Estava muito bem acompanhado, como que para não quebrar. O ambiente da maternidade ajudou — da alegria da equipa médica do Centro Materno-Infantil do Norte à intensidade da luz que fazia lembrar um dia soalheiro ou ao amarelo-vivo que cobria as paredes —, a tudo isto me agarrei como se fossem cabides, nos momentos em que deixava de sentir as pernas.

Lembro-me das palavras da sorridente médica, Andrea Lebre: “Puxa, puxa, Joana! Tu és capaz. Eu também sou mãe.” Estava quase paralisado, absorto pela magia do momento — e foi quando senti o safanão solidário de Bruno, como que a recordar-me do que eu estava ali a fazer. Até então, tinha estado de olhar fixo na Joana, que a muito custo se esforçava por se separar de uma parte de si.

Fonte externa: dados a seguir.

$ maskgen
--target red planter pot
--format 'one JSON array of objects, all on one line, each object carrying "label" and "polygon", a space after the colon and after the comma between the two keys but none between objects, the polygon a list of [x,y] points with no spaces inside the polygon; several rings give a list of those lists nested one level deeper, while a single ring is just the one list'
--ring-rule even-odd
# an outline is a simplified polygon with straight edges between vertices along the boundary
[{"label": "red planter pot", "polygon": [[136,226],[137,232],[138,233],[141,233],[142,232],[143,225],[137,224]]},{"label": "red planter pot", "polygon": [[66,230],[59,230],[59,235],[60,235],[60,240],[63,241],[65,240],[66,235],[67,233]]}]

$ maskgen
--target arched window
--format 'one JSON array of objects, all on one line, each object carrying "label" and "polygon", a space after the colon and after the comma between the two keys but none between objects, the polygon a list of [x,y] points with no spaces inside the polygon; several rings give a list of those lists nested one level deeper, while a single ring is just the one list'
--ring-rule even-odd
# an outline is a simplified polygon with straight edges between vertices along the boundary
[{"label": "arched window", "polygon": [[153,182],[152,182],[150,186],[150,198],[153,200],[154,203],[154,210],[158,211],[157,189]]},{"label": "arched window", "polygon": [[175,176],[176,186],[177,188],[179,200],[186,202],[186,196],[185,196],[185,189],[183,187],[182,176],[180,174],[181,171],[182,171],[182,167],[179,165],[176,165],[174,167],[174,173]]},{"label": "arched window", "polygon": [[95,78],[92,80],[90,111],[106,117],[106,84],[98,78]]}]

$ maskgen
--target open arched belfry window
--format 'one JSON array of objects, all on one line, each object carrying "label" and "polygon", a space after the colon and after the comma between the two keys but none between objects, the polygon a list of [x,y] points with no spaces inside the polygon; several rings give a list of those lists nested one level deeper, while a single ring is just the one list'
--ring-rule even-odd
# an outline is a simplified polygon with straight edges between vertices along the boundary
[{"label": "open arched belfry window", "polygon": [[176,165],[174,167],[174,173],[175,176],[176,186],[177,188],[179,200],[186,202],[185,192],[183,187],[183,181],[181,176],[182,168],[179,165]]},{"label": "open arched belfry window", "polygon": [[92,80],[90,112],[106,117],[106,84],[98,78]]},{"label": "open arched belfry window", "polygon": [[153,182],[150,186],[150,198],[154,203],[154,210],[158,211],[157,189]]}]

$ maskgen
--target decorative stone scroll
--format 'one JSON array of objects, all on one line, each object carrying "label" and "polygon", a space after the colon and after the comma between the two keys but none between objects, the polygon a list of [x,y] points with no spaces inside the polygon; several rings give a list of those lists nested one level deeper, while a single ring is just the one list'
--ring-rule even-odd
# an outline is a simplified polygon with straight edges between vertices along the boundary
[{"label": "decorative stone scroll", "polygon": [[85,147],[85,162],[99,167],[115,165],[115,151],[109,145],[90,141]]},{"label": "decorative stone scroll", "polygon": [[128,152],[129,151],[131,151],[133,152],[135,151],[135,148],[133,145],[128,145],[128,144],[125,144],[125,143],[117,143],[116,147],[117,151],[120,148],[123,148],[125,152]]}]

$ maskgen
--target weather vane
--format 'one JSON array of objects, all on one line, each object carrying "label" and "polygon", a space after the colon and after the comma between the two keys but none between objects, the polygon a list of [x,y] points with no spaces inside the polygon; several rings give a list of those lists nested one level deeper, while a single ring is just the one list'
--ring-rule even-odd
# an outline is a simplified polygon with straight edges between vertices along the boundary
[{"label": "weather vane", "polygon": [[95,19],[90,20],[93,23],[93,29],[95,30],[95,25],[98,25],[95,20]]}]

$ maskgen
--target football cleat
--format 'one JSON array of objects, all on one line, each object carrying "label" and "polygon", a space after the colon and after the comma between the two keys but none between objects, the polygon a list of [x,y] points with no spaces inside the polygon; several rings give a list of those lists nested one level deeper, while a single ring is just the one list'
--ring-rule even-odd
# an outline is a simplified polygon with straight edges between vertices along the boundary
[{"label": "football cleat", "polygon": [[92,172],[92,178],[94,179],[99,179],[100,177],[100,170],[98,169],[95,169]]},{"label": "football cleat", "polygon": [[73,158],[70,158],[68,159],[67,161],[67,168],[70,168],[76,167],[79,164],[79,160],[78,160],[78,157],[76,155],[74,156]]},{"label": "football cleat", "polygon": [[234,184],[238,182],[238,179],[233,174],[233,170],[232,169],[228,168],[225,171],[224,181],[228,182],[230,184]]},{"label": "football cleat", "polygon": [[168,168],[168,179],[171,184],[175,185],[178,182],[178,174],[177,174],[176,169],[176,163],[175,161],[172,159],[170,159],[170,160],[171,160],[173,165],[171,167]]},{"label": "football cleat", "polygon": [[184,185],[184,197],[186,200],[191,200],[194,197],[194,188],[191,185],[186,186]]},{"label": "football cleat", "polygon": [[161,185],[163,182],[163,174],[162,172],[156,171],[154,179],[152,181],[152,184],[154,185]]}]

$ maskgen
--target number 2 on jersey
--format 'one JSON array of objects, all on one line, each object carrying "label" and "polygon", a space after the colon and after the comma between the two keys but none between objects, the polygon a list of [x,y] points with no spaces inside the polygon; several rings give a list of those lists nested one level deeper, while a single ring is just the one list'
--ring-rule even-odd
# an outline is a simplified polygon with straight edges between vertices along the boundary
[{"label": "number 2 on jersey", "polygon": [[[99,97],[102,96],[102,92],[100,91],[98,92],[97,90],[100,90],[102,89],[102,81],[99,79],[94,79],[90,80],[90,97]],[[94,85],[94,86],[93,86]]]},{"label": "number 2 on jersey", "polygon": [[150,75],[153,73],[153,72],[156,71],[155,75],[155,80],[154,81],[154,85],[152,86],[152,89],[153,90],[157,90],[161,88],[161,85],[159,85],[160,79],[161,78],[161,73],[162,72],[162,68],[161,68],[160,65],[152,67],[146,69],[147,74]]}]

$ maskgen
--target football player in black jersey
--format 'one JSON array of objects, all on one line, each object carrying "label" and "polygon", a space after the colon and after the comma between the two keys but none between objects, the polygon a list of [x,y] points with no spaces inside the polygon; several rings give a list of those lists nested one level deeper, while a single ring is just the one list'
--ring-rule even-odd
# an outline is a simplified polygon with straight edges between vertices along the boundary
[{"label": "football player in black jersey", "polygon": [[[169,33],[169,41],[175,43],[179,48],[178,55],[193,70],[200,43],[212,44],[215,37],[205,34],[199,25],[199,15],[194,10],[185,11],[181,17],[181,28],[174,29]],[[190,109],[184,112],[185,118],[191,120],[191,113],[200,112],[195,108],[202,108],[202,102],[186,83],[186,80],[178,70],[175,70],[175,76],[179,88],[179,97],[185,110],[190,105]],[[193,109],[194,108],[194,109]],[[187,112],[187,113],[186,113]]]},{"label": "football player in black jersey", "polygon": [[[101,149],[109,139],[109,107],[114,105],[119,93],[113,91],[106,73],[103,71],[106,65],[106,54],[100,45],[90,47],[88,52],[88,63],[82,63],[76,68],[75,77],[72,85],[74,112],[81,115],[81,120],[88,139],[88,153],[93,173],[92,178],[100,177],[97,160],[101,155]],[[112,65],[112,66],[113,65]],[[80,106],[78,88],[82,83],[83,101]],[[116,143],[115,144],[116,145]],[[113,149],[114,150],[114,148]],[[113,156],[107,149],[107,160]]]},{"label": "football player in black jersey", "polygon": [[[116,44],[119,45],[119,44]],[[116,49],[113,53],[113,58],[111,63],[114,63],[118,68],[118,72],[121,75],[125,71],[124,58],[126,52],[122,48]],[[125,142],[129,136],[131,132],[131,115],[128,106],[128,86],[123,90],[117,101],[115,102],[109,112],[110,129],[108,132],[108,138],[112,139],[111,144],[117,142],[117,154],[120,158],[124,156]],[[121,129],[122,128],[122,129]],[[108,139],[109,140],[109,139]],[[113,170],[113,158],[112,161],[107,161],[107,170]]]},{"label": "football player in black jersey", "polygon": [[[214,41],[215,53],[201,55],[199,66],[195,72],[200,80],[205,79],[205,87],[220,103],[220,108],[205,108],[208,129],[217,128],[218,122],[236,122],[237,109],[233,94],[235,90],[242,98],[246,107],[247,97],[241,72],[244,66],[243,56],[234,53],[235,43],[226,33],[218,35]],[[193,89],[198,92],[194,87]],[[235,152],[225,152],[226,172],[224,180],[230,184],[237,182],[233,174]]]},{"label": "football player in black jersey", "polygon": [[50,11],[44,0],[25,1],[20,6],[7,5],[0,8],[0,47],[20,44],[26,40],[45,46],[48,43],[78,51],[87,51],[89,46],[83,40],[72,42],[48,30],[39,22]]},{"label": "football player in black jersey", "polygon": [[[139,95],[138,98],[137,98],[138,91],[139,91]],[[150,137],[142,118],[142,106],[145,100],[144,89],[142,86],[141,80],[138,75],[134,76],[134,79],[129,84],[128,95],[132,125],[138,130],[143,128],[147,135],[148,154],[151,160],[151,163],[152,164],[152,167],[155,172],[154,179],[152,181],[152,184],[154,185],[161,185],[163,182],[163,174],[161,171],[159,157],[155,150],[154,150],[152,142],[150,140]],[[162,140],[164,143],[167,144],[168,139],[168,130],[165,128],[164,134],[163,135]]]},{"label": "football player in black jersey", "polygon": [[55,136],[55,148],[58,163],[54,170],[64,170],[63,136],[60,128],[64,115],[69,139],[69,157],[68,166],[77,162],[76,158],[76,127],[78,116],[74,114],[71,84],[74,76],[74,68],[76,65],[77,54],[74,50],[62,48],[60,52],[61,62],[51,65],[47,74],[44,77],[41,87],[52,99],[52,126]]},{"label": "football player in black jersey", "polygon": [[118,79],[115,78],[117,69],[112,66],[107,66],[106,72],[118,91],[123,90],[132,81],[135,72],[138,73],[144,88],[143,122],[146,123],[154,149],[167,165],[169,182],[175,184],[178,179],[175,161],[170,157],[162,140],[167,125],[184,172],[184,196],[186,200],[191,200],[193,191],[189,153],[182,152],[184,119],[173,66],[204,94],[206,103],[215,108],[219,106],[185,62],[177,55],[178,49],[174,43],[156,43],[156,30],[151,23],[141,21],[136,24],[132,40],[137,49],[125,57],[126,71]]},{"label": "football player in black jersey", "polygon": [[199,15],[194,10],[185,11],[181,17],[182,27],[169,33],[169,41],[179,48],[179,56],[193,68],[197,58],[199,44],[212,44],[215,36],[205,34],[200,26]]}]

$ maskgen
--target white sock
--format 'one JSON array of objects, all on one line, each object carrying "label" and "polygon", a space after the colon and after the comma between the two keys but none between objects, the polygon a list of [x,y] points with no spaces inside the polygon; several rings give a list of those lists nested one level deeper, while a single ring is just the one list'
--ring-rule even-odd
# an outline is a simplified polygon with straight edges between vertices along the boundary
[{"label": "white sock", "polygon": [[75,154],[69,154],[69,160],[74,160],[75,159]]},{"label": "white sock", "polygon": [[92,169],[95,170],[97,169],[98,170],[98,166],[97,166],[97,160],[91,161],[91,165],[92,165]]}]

O Salvador a nascer e eu a olhar para ela, a tentar entender o sentimento maternal. Só depois comecei a processar todas as imagens daquela sala — como a de Araceli, que, emocionada, levou várias vezes a mão à boca, num gesto infantil de deslumbramento.

Quando saí, não era o mesmo homem. Tudo à minha volta já fazia sentido. Talvez tenha renascido ao ver sangue — um sangue que acabava de gerar uma nova vida.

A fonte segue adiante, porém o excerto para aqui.